Why the candidates seek out Scott is clear: His popularity in the early-primary state is stratospheric. He's staked out a foothold on school choice, which the party has embraced and used to woo minority voters. And Scott is the only GOP African-American senator, the first of either party to win in the South since Reconstruction.
In an interview, Sen. Ted Cruz even compared Scott, who grew up poor in a single-parent household in North Charleston, to his own hero, Cruz's father, a "penniless immigrant" who was tortured by the forces of dictator Fulgencio Batista before leaving Cuba in 1957.

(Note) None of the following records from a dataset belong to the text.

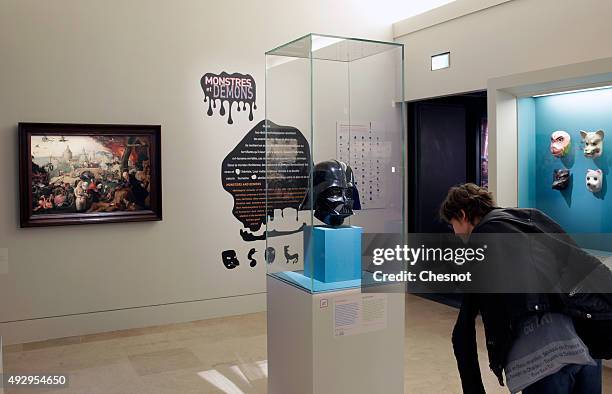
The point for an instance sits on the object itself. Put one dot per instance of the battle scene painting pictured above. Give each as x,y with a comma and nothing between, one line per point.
91,174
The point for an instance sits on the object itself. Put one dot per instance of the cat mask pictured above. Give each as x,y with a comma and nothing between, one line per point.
593,143
594,180
560,142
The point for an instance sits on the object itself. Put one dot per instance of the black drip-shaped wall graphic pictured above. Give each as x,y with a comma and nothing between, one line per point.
223,88
243,175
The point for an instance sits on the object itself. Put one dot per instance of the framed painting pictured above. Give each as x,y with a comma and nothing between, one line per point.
89,173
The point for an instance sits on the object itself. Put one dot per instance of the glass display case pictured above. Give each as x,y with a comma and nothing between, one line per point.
334,157
564,161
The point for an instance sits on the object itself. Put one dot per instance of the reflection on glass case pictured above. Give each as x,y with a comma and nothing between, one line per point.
563,164
334,157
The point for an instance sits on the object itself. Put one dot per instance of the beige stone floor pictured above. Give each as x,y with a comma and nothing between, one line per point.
226,355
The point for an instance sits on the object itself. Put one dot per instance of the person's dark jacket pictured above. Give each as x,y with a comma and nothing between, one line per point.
577,285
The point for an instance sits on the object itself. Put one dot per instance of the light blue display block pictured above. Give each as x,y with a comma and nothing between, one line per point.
332,254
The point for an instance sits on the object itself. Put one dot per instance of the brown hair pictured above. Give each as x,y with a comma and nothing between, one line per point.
474,200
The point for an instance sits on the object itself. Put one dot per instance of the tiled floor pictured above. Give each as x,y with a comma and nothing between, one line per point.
226,355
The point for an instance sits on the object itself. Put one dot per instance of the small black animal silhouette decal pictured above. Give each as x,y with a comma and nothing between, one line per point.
291,257
270,254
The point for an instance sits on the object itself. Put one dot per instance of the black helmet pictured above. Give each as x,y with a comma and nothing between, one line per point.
333,192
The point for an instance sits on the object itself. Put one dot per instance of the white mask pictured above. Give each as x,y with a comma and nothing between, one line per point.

"Tim's own personal journey likewise came through struggle, through hard work, and he discovered the false hope and the dependency that the big-government solutions of the Left can present," said Cruz.
That kind of praise is guided not only by the candidates' relationship with Scott but by their South Carolina strategists, some of whom have worked to fuel Scott's rise. Cruz state director LaDonna Ryggs, who saw Scott speak, sing, and give roses to the National Federation of Republican Women at an event years ago, says she has a picture of her "little grandson" meeting Scott after she held signs for his Senate campaign with her family out on street corners. "I did a lot to help him get elected," she said.
Ryggs isn't alone. Rick Perry's top South Carolina adviser, Katon Dawson, who used to run the state GOP, says he has been friends with Scott for about 20 years, and worked for him when Scott ran for the state House. "I knew Tim before Tim was Tim," he said.
"I suspect Tim will be talked about as a vice presidential nominee before it's over with," said Dawson. "He draws a big audience. He's very well organized. It's something that is substantial. He fills up the auditoriums for people.
"It's not the end-all be-all to any campaign," adds Hogan Gidley, a Huckabee adviser, of a Scott endorsement. "But it's definitely wanted."